Als Jakob seine Söhne in Genesis 49 segnete,
beschrieb er Naftali mit einem kurzen, aber wunderschönen Bild:
„Naftali ist eine freigelassene Hirschkuh,
die wunderschöne Kälber zur Welt bringt“
(Genesis 49,21).
Das Bild steht für Freiheit,
Anmut und Fruchtbarkeit.
Im Gegensatz zu Segnungen, bei denen es um
Krieg, Kampf oder Warnung geht,
vermittelt Naftalis Segen
ein Gefühl von Bewegung und Befreiung.
Eine freigelassene Hirschkuh rennt ohne jede Einschränkung.
Es liegt Schönheit in ihrer Bewegung,
Frieden in ihrer Freiheit und Leben
strömt aus ihrer Fruchtbarkeit.
Später segnete Mose Naftali
erneut in Deuteronomium 33:
„O Naftali, gesättigt von Gunst
und voll des Segens des Herrn“
(Deuteronomium 33,23).
Naftali wurde mit Fülle,
Gunst und Überfluss aus Gottes Hand in Verbindung gebracht.

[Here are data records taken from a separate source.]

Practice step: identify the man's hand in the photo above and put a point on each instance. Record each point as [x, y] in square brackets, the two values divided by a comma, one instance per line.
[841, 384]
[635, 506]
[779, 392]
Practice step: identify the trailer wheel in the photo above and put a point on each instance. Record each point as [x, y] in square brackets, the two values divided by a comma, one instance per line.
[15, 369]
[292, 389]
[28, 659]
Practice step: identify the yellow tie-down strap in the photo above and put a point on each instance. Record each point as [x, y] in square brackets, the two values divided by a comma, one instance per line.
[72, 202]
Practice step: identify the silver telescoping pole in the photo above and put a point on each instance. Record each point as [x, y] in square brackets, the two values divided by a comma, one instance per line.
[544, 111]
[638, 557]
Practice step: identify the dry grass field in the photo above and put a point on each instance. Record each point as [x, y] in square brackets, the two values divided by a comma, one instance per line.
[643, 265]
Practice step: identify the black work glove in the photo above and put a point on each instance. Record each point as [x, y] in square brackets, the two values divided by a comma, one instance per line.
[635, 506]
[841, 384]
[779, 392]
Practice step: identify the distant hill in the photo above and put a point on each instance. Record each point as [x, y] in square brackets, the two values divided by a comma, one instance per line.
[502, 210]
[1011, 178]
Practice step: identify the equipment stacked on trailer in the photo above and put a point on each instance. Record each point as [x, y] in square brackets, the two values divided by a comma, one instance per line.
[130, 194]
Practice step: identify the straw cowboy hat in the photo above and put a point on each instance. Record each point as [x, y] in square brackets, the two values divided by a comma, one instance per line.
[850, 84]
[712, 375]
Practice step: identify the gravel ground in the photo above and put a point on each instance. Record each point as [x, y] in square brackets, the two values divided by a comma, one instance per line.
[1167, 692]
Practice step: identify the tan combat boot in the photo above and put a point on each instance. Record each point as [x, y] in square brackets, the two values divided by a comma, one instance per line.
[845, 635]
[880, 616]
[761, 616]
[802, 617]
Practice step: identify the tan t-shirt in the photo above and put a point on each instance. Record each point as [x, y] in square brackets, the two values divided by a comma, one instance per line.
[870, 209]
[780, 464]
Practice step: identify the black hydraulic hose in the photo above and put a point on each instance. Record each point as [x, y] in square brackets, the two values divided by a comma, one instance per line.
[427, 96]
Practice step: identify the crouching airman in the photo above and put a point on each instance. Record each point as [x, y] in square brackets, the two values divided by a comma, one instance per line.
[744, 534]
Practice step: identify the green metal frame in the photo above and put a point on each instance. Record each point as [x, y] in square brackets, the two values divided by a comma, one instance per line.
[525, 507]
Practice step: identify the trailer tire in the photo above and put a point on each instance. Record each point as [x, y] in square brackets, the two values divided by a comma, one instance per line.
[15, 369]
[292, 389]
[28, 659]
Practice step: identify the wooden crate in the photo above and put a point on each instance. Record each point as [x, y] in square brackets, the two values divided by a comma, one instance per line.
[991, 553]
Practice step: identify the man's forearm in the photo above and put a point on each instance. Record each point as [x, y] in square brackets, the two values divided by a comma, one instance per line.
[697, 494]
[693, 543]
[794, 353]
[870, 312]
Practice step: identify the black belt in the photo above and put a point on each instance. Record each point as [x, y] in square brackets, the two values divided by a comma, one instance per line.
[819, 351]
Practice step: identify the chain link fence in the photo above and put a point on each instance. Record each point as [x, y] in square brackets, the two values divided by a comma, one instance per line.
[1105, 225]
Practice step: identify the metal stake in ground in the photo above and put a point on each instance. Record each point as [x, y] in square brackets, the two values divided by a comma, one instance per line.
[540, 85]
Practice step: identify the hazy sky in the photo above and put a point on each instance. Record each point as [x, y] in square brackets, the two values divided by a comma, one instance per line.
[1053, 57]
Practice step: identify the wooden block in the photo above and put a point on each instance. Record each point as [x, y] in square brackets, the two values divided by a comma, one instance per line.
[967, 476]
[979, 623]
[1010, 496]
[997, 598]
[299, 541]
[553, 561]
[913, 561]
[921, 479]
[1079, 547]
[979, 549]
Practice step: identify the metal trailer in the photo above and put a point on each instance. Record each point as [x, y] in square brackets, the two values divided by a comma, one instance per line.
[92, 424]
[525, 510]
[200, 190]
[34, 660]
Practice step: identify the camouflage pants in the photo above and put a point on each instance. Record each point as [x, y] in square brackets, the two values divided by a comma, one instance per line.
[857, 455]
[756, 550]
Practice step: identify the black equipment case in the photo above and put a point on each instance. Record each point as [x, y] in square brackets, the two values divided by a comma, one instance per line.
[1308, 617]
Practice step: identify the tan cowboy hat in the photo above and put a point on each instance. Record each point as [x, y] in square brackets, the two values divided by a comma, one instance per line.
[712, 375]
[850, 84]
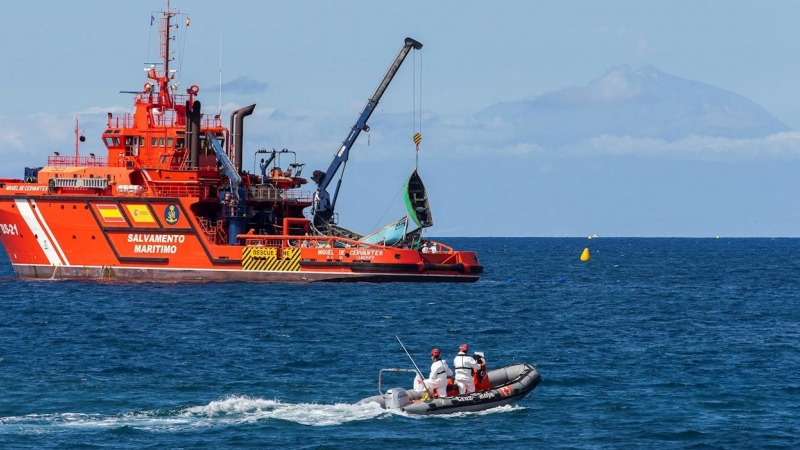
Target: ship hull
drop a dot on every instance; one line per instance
(139, 239)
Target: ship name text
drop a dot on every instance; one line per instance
(9, 228)
(157, 238)
(26, 187)
(156, 243)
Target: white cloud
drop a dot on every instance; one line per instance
(316, 134)
(785, 145)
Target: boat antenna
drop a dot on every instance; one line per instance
(415, 366)
(220, 72)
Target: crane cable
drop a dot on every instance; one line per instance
(417, 124)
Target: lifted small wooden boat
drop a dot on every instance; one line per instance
(508, 384)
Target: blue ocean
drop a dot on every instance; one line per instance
(653, 343)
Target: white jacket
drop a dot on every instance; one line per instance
(439, 373)
(464, 365)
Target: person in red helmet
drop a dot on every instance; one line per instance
(465, 366)
(437, 380)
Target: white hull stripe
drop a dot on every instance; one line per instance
(30, 219)
(49, 233)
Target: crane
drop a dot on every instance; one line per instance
(323, 206)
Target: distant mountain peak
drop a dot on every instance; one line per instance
(641, 103)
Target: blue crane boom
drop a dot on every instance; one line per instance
(322, 209)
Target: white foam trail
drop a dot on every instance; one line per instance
(232, 410)
(228, 411)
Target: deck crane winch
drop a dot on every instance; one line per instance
(323, 206)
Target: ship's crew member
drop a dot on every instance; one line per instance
(465, 365)
(437, 380)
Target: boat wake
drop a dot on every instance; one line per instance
(230, 411)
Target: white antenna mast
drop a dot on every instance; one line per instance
(220, 72)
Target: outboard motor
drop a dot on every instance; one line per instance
(396, 398)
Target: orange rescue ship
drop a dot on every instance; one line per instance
(170, 202)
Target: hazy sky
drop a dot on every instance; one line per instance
(318, 62)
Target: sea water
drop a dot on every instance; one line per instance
(667, 343)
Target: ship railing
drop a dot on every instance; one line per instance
(161, 118)
(284, 241)
(441, 248)
(180, 191)
(215, 233)
(269, 192)
(76, 161)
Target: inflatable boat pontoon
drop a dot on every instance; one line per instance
(508, 384)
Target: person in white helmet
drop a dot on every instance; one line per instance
(437, 380)
(465, 366)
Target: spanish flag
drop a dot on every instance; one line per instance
(110, 213)
(140, 213)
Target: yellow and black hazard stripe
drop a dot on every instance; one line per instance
(255, 258)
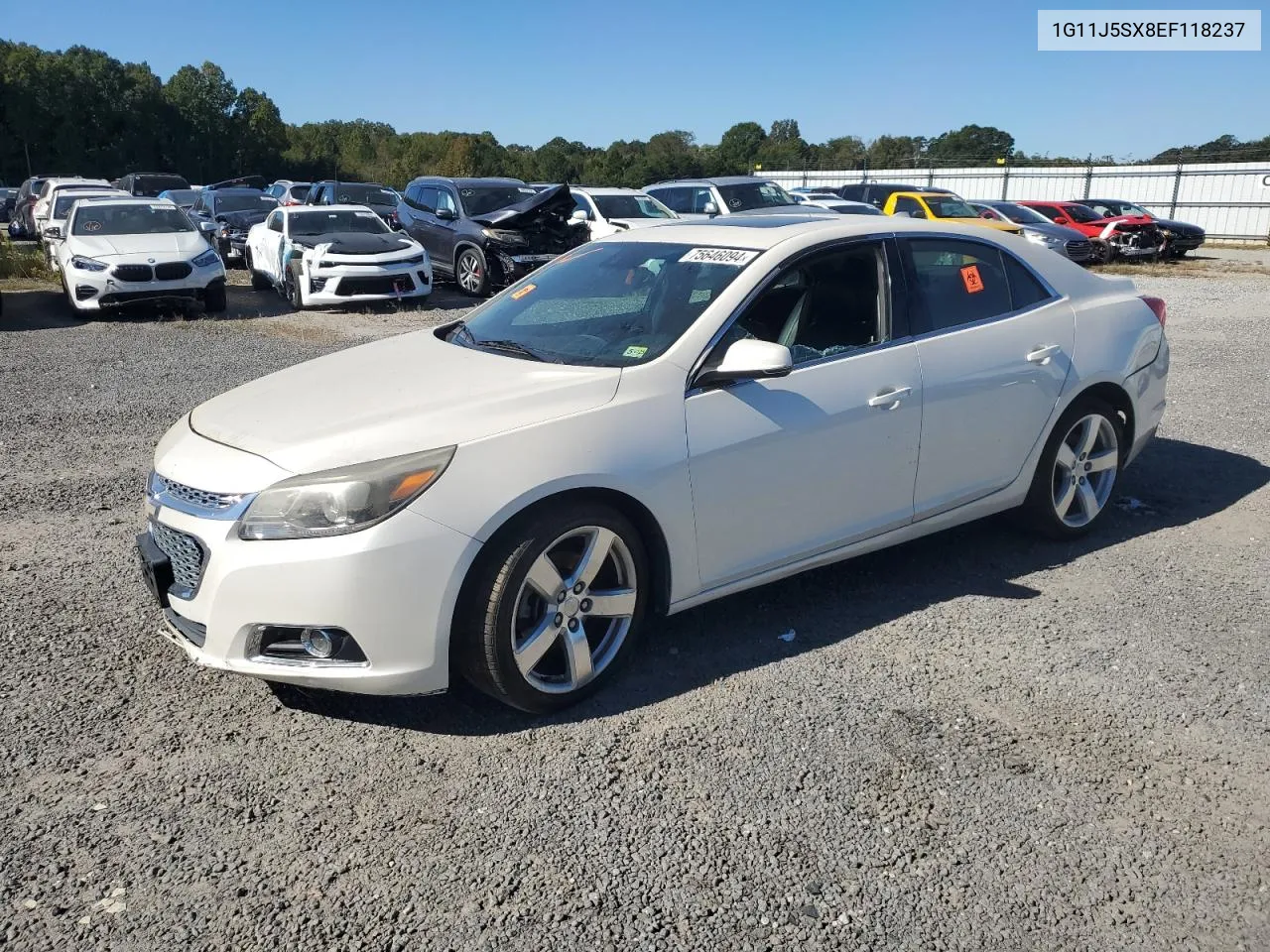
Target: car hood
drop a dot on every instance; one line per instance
(556, 202)
(394, 397)
(244, 220)
(357, 243)
(181, 244)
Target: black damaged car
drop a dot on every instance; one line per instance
(226, 211)
(489, 232)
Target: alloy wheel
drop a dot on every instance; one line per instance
(1084, 470)
(574, 610)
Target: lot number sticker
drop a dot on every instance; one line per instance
(719, 255)
(971, 280)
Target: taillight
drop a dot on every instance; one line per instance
(1157, 307)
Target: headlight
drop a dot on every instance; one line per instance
(338, 502)
(87, 264)
(504, 236)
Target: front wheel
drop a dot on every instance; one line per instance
(1078, 471)
(471, 273)
(553, 607)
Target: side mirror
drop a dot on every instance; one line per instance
(748, 359)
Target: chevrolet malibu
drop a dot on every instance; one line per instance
(651, 421)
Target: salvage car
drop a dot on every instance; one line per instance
(611, 209)
(226, 211)
(729, 194)
(1039, 229)
(121, 252)
(488, 232)
(1180, 238)
(336, 254)
(651, 421)
(944, 206)
(55, 227)
(1120, 236)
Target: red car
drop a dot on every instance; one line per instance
(1119, 236)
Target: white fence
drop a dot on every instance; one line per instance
(1227, 199)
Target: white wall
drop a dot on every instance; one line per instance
(1219, 197)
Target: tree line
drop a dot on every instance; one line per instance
(84, 112)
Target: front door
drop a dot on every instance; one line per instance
(784, 468)
(996, 348)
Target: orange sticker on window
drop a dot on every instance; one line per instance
(971, 280)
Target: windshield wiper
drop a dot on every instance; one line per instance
(509, 347)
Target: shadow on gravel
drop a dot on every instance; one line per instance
(49, 309)
(1173, 484)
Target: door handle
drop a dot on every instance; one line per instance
(1042, 354)
(890, 398)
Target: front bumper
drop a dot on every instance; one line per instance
(95, 291)
(391, 587)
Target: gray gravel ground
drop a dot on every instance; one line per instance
(975, 742)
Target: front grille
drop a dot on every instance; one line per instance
(186, 553)
(385, 285)
(172, 271)
(134, 272)
(197, 498)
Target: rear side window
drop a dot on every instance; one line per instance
(955, 284)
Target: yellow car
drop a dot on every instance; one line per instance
(944, 206)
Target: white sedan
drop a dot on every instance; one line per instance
(645, 424)
(608, 211)
(335, 254)
(123, 250)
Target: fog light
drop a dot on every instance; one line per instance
(320, 643)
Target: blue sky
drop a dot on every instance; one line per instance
(599, 71)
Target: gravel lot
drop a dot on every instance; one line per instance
(975, 742)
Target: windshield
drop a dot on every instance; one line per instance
(604, 304)
(356, 193)
(949, 207)
(309, 223)
(1079, 212)
(483, 199)
(631, 207)
(244, 203)
(130, 220)
(1019, 214)
(150, 185)
(757, 194)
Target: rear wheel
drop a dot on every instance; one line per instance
(553, 607)
(1078, 471)
(471, 273)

Zusammen erinnern uns diese Segnungen daran,
dass Gott sein Volk nicht nur dazu beruft,
geistlich zu überleben, sondern dass er möchte,
dass es in der Freiheit seiner Gunst und Gnade lebt.
Viele Menschen leben still vor sich hin, gefesselt
von Angst, Scham, Sorge, Bitterkeit
oder ständigem Streben.
Die Seele wird schwer,
vorsichtig und erschöpft.
Doch Gottes Gnade bringt Befreiung.
Der Herr ist in der Lage, Herzen zu befreien,
die in der Angst gefangen sind,
und die Freude wiederherzustellen, eng mit ihm zu wandeln.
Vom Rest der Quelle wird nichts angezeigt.